In [1]:
from warnings import filterwarnings

filterwarnings('ignore')

import pandas as pd
import numpy as np
from copy import deepcopy
from traceback import format_exc
from pprint import pprint
import the_networks_of_war_python_functions

In [2]:
pd.set_option('display.max_columns', None)
pd.set_option('display.float_format', lambda x: '%.5f' % x)

# Descriptive Statistics for Each Country by Year
### Note: Applies to states/countries only.
### This will be joined to the participants of each war

In [3]:
part_df_1 = pd.read_csv('/Users/the_networks_of_war/data_sources/csvs/alliance_v4.1_by_member_yearly.csv', encoding = 'latin-1')

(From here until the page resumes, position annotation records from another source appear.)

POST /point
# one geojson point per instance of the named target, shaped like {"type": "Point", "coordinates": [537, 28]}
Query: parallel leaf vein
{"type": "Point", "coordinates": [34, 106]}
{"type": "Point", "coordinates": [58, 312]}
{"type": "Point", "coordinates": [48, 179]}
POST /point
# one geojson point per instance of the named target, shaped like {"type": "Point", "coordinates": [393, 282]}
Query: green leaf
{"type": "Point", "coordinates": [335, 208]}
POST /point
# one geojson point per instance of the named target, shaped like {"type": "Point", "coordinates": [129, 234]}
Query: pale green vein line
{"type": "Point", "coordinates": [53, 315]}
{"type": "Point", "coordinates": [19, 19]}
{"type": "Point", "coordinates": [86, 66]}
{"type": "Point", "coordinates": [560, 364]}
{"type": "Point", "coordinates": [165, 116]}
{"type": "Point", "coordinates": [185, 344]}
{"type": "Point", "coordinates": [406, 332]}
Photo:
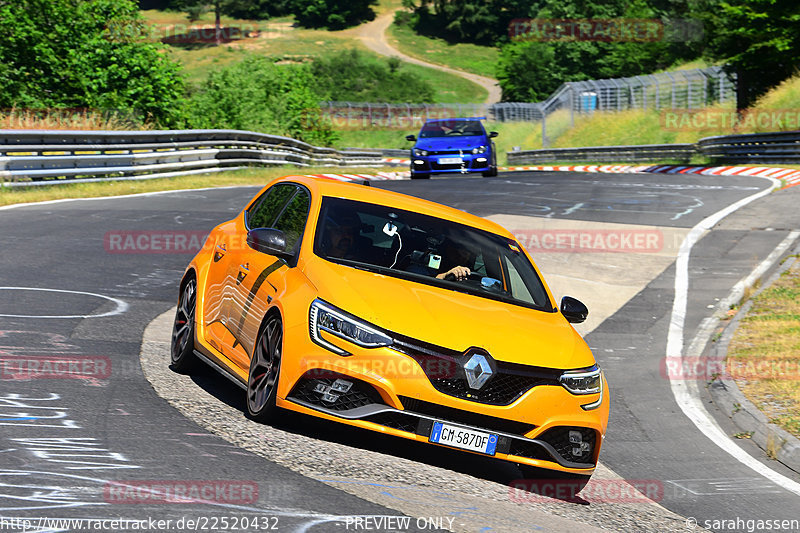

# print('alliance_v4.1_by_member_yearly columns: \n')
# pprint(sorted(list(part_df_1.columns)))
# print('\n')

part_df_1.rename({'ccode': 'c_code',
                  'defense': 'defense_alliances',
                  'entente': 'entente_alliances',
                  'neutrality': 'neutrality_alliances',
                  'ss_type': 'alliances'}, axis = 1, inplace = True)

part_df_1['defense_alliances'] = part_df_1['defense_alliances'].astype(float)
part_df_1['entente_alliances'] = part_df_1['entente_alliances'].astype(float)
part_df_1['neutrality_alliances'] = part_df_1['neutrality_alliances'].astype(float)

aggregations = {
    'alliances': 'count',
    'defense_alliances': 'sum',
    'entente_alliances': 'sum',
    'neutrality_alliances': 'sum',
    }

part_df_1 = deepcopy(part_df_1.groupby(['c_code', 'year']).agg(aggregations).reset_index())

In [4]:
## dyadic trade data that will need to be adjusted to be non-dyadic (by country, by year)
part_df_2_1 = pd.read_csv('/Users/the_networks_of_war/data_sources/csvs/Dyadic_COW_4.0.csv', encoding = 'utf8')
part_df_2_1.rename({'ccode1': 'c_code_a',
                    'ccode2': 'c_code_b',
                    'flow2': 'money_flow_in_a',
                    ## money flow out
                    'flow1': 'money_flow_in_b'}, axis = 1, inplace = True)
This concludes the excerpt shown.